# zbMATH — the first resource for mathematics

Counting colours in compressed strings. (English) Zbl 1339.68331
Giancarlo, Raffaele (ed.) et al., Combinatorial pattern matching. 22nd annual symposium, CPM 2011, Palermo, Italy, June 27–29, 2011. Proceedings. Berlin: Springer (ISBN 978-3-642-21457-8/pbk). Lecture Notes in Computer Science 6661, 197-207 (2011).
Summary: Motivated by the problem of counting unique visitors to a website, we consider how to preprocess a string $$s[1 \dots n]$$ such that later, given a substring’s endpoints, we can quickly count how many distinct characters that substring contains. The smallest reasonably fast previous data structure for this problem takes $$n \log \sigma + {\mathcal{O}\!\left( {n \log \log n} \right)}$$ bits and answers queries in $${\mathcal{O}\!\left( {\log n} \right)}$$ time.

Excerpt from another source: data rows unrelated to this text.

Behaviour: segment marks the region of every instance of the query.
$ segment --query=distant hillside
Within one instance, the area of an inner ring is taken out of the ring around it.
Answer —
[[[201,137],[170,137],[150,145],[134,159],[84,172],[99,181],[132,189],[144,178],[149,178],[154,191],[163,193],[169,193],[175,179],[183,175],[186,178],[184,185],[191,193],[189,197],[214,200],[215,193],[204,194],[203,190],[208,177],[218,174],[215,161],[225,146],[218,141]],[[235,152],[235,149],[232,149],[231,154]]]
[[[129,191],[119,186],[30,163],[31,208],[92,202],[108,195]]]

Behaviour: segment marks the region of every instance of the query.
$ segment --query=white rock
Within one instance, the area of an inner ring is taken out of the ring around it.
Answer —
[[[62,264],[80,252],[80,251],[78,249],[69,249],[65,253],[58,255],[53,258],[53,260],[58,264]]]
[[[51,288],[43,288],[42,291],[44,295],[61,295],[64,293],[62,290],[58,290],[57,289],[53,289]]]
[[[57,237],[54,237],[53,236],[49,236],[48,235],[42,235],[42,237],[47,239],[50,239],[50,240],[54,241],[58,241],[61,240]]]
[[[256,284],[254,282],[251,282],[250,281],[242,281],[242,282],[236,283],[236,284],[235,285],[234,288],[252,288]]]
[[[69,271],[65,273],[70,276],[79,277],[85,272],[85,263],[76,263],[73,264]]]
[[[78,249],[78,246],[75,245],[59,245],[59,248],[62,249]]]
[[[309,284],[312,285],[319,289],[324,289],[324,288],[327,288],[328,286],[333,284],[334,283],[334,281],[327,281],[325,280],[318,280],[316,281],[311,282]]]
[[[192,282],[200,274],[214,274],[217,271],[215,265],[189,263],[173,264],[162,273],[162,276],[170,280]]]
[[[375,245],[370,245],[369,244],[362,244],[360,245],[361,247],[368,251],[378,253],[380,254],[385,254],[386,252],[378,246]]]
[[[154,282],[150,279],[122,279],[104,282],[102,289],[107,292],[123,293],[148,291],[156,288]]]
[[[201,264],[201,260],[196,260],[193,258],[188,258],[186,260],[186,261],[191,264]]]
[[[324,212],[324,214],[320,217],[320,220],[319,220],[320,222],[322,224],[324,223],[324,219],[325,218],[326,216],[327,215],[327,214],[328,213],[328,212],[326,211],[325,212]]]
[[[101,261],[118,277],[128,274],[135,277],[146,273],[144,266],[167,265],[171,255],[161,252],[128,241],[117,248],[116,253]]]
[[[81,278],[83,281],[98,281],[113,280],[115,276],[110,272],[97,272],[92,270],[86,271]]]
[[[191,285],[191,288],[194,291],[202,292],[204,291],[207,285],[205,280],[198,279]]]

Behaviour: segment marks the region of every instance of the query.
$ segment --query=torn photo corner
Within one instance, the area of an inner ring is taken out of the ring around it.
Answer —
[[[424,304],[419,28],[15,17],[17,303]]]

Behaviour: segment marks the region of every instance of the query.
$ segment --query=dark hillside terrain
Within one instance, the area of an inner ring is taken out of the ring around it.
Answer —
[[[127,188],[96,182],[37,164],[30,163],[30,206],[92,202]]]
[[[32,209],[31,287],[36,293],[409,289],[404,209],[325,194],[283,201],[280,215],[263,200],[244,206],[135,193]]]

We give a data structure for this problem that takes $$n H_0 (s) + {\mathcal{O}\!\left( {n} \right)} + o (n H_0 (s))$$ bits, where $$H _{0} (s)$$ is the 0th-order empirical entropy of $$s$$, and answers queries in $${\mathcal{O}\!\left( {\log \ell} \right)}$$ time, where $$\ell$$ is the length of the query substring. As far as we know, this is the first data structure, where the query time depends only on $$\ell$$ and not on $$n$$. We also show how our data structure can be made partially dynamic.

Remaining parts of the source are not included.